Väterkarenz; Papamonat; Video

Frauen-Network
11.11.2010

Heinisch-Hosek: „Echte Männer gehen in Karenz!“

„Mehr Väter in Karenz, das ist gut für die Väter, das ist gut für die Kinder, und es ist gut für die Frauen. Mehr Männer in Karenz, das ist ein wichtiger Schritt zu mehr Chancengleichheit.“

Viele Väter überlegen ernsthaft, in Karenz zu gehen – manche tun es schon, viele zögern aber noch. Diesen Männern Mut zuzusprechen, ist das Ziel der neuen Kampagne der Frauenministerin „Echte Männer gehen in Karenz“ (Film: http://www.youtube.com/user/HeinischHosek#p/a/u/0/vGXFnJMgQW4)

Studien besagen, dass zwei Drittel der Männer bereit wären, in Karenz zu gehen. Dennoch zögern die meisten.
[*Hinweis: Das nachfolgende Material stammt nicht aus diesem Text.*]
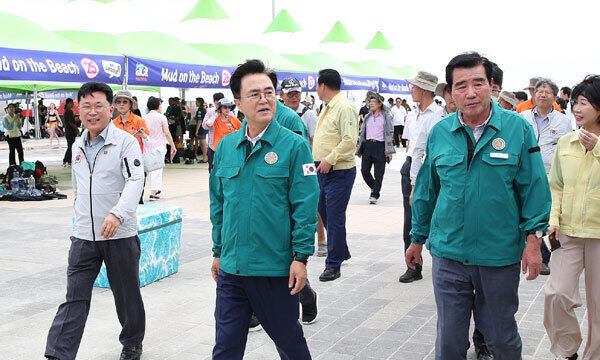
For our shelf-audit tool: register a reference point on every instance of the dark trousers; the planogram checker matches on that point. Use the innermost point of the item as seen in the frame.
(398, 130)
(275, 308)
(14, 144)
(70, 140)
(210, 154)
(406, 189)
(336, 187)
(490, 293)
(373, 156)
(122, 259)
(545, 253)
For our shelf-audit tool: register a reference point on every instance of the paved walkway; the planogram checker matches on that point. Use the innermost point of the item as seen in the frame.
(366, 314)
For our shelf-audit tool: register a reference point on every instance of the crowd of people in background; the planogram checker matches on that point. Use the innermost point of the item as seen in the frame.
(493, 181)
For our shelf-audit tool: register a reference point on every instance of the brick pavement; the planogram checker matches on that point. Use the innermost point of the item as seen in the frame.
(366, 314)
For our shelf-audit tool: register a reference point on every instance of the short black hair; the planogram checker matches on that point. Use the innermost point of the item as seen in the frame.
(331, 78)
(589, 88)
(218, 96)
(253, 66)
(92, 87)
(153, 103)
(468, 60)
(566, 90)
(497, 74)
(521, 95)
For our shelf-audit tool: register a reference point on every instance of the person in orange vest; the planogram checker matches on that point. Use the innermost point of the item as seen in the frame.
(529, 104)
(130, 122)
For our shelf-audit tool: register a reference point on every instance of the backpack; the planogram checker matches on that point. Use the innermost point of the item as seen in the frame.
(40, 170)
(9, 171)
(47, 184)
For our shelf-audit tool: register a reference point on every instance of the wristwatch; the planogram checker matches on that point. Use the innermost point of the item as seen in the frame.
(301, 258)
(538, 233)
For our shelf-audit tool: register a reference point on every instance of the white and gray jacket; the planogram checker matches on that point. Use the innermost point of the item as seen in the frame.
(558, 126)
(113, 186)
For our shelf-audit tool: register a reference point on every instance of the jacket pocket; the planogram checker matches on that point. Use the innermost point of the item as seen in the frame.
(449, 169)
(504, 167)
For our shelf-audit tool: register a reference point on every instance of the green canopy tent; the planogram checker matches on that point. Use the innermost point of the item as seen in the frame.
(379, 42)
(18, 32)
(316, 61)
(283, 22)
(206, 9)
(339, 34)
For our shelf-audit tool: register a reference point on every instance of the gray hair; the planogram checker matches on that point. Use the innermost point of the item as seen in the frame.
(546, 81)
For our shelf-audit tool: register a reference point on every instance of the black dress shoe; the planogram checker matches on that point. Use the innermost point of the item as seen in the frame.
(309, 312)
(330, 274)
(483, 353)
(410, 275)
(131, 352)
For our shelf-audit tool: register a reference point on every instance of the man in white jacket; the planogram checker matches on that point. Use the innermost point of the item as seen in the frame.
(108, 175)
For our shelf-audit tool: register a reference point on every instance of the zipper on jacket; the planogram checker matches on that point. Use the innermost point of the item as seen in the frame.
(91, 173)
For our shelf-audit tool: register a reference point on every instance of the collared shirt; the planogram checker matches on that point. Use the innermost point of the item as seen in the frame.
(399, 115)
(475, 206)
(478, 131)
(156, 121)
(422, 117)
(575, 187)
(92, 148)
(309, 118)
(539, 121)
(375, 127)
(263, 203)
(337, 134)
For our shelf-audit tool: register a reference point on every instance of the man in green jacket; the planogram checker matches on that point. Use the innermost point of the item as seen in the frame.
(264, 195)
(482, 201)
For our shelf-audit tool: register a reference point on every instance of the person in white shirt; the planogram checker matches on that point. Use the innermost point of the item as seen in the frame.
(399, 119)
(422, 89)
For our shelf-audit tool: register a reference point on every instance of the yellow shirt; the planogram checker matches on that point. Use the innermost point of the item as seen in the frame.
(575, 187)
(337, 133)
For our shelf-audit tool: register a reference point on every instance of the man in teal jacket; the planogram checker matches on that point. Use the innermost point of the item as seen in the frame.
(264, 196)
(482, 201)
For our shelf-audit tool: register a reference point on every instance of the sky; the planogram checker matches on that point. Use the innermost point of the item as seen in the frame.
(526, 38)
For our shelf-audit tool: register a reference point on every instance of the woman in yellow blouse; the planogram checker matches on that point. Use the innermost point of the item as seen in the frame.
(575, 220)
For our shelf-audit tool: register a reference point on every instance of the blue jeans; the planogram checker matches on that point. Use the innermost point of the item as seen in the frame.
(491, 293)
(336, 187)
(275, 308)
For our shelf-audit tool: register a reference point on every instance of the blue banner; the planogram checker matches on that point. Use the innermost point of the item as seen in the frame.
(33, 65)
(4, 95)
(359, 83)
(158, 73)
(389, 86)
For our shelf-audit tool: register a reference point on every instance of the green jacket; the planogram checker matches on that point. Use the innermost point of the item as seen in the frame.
(264, 207)
(290, 120)
(479, 214)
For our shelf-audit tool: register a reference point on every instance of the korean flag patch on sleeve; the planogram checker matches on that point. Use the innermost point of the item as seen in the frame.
(309, 169)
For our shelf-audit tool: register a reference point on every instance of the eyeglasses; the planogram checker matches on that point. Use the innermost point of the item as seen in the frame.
(545, 92)
(88, 108)
(257, 95)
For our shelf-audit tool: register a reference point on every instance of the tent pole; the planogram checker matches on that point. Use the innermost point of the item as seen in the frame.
(38, 133)
(125, 74)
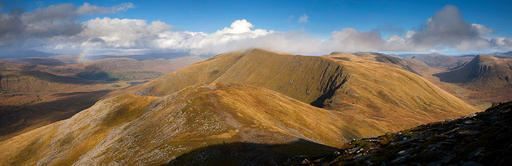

Und nur fünf Prozent der Väter entschließen sich tatsächlich für eine Zeit der Kinderbetreuung. Einer der ausschlaggebenden Gründe, warum Männer sich gegen eine Karenz entschieden haben, war bisher oftmals die große finanzielle Einbuße für die Familie. Mit dem einkommensabhängigen Kindergeld ist es nun ganz einfach, für den Nachwuchs da zu sein ohne dass daraus große Einkommensverluste entstehen. Die Väterkarenz war noch nie so attraktiv wie heute.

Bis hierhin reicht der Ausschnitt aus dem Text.